As investors dive deeper into companies’ capital structures in search of yield, they’re flocking to perpetual bonds. Also known as hybrid bonds, perpetual bonds have no fixed maturity date and get treated as equity rather than debt. These instruments, which carry more risk than a company’s usual senior debt, are popular because they can return 4 to 5 percent in today’s near-zero interest rate conditions.
“The low-yield environment and investors’ current high tolerance for corporate credit risk have combined to create conditions where borrowers can access the market at very attractive yields relative to their senior debt,” says Bryan Pascoe, London-based global head of debt capital markets at HSBC Holdings. “The jumbo deals we have seen this year mark the arrival of a new asset class for 2013.”
Perpetual bonds are seeing their highest-ever level of issuance. Through March 14, $28.9 billion worth had hit the global market in 2013, according to Dealogic. A record start to the year, this total surpasses the combined volume for the same period for all three previous years.
Issued in U.S. dollars, euros and pounds sterling, perpetual bonds are redeemable within five to 13 years. Borrowers usually redeem, and deals are structured to encourage that. Since perpetual bonds emerged in the mid-1990s, banks and insurance companies have been prolific issuers, especially in Europe, where they want to boost capital buffers to meet Basel III requirements. Perpetuals are attractive because they offer a way to raise capital at a time of low stock prices without diluting shareholder equity.

“We have seen booming demand from investors for hybrid bonds,” says Kapil Damani, a London-based senior structurer with French bank BNP Paribas, a global book runner on the EDF blockbuster along with Citigroup and HSBC. “New investors are also coming into the asset class, such as high-yield [funds], private banking clients and hedge funds, as well as traditional institutional investors.”
In Europe local insurers are avid buyers of perpetual bonds; deals are luring wealthy Asians and U.S. retail investors too, Damani says. Other European corporate issuers this year include Dutch telecommunications conglomerate Koninklijke KPN, Telekom Austria and French environmental services company Veolia Environnement.
The U.S. market for perpetual offerings is geared more toward retail investors; deals usually fall below $500 million, though last year General Electric Co. unit GE Capital set a precedent with a $2.25 billion issue. Also, while perpetual bonds are tax-deductible in Europe, tax treatment is less favorable for U.S. companies. In the U.S. such bonds take the form of trust-preferred securities, but these don’t count as equity under the Dodd-Frank Wall Street Reform and Consumer Protection Act. As a result, foreign companies can tap U.S. demand that domestic borrowers fail to meet.
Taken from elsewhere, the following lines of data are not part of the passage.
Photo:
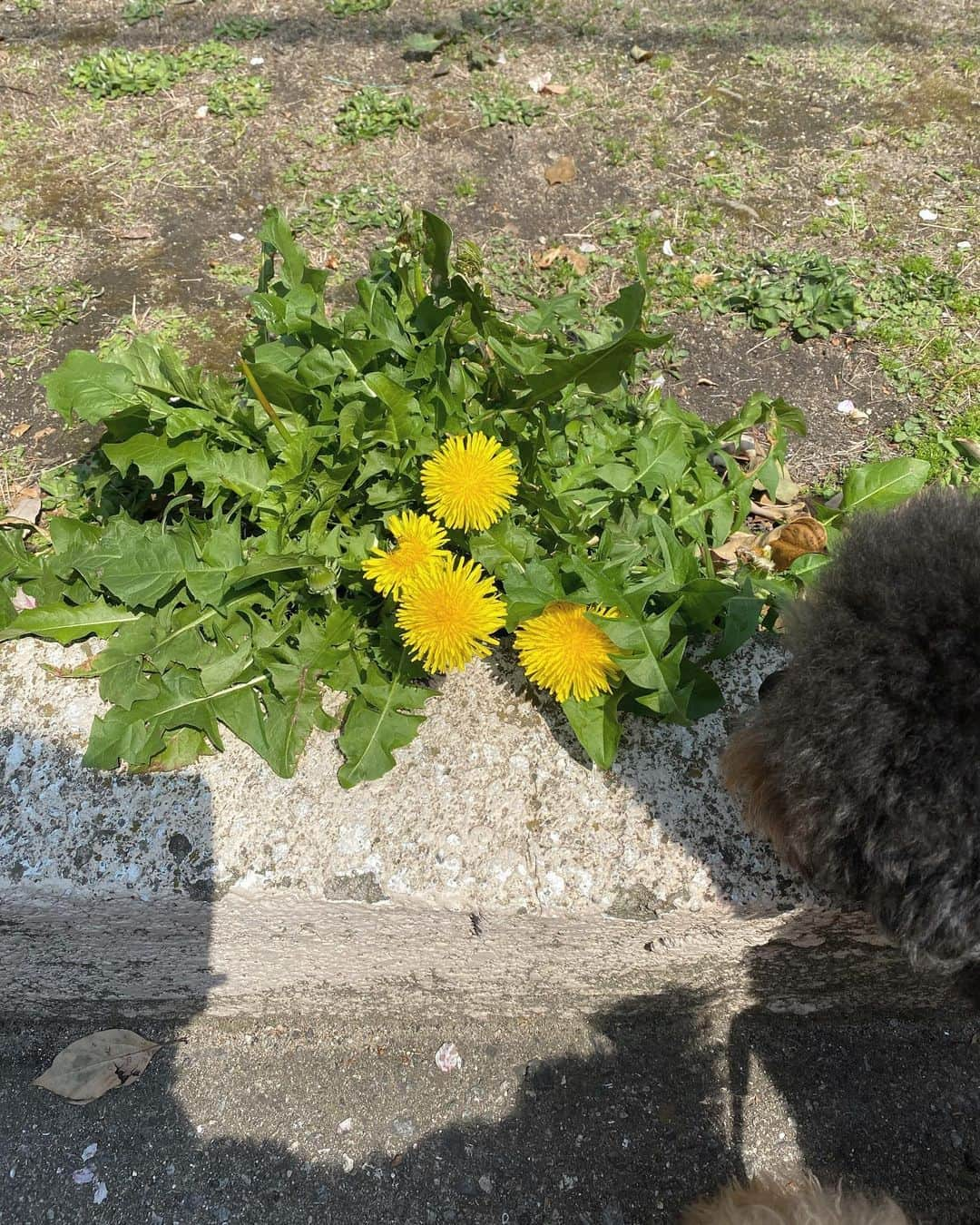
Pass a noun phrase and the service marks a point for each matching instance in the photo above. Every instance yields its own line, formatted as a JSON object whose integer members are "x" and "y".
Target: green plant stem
{"x": 261, "y": 397}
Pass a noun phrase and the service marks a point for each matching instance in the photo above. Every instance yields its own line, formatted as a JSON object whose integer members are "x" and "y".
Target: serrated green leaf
{"x": 597, "y": 727}
{"x": 67, "y": 622}
{"x": 91, "y": 388}
{"x": 881, "y": 485}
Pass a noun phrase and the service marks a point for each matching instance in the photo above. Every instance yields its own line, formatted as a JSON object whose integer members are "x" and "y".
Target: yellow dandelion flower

Treasurers usually deploy perpetual bonds for specific corporate finance purposes. In 2006 there was a glut of issuance related to acquisition financings. And last month KPN, part-owned by Mexican billionaire Carlos Slim’s América Móvil telecom group, sold $2.6 billion of perpetual bonds in three currencies as part of a rights issue that also sought to bolster the company’s balance sheet. In February, KPN said it was raising €4 billion in equity capital, comprising a €3 billion stock offering and hybrid bonds. Using perpetuals to plug the gap prevented the dilution of Móvil’s stake.
The EDF deal suggests that perpetual bonds could become a fixture of the corporate capital structure. “For most companies hybrid bonds result in a lower weighted average cost of capital compared with traditional financing instruments,” BNP Paribas’s Damani says. “And as tax-deductible equity, they are a CFO’s dream.”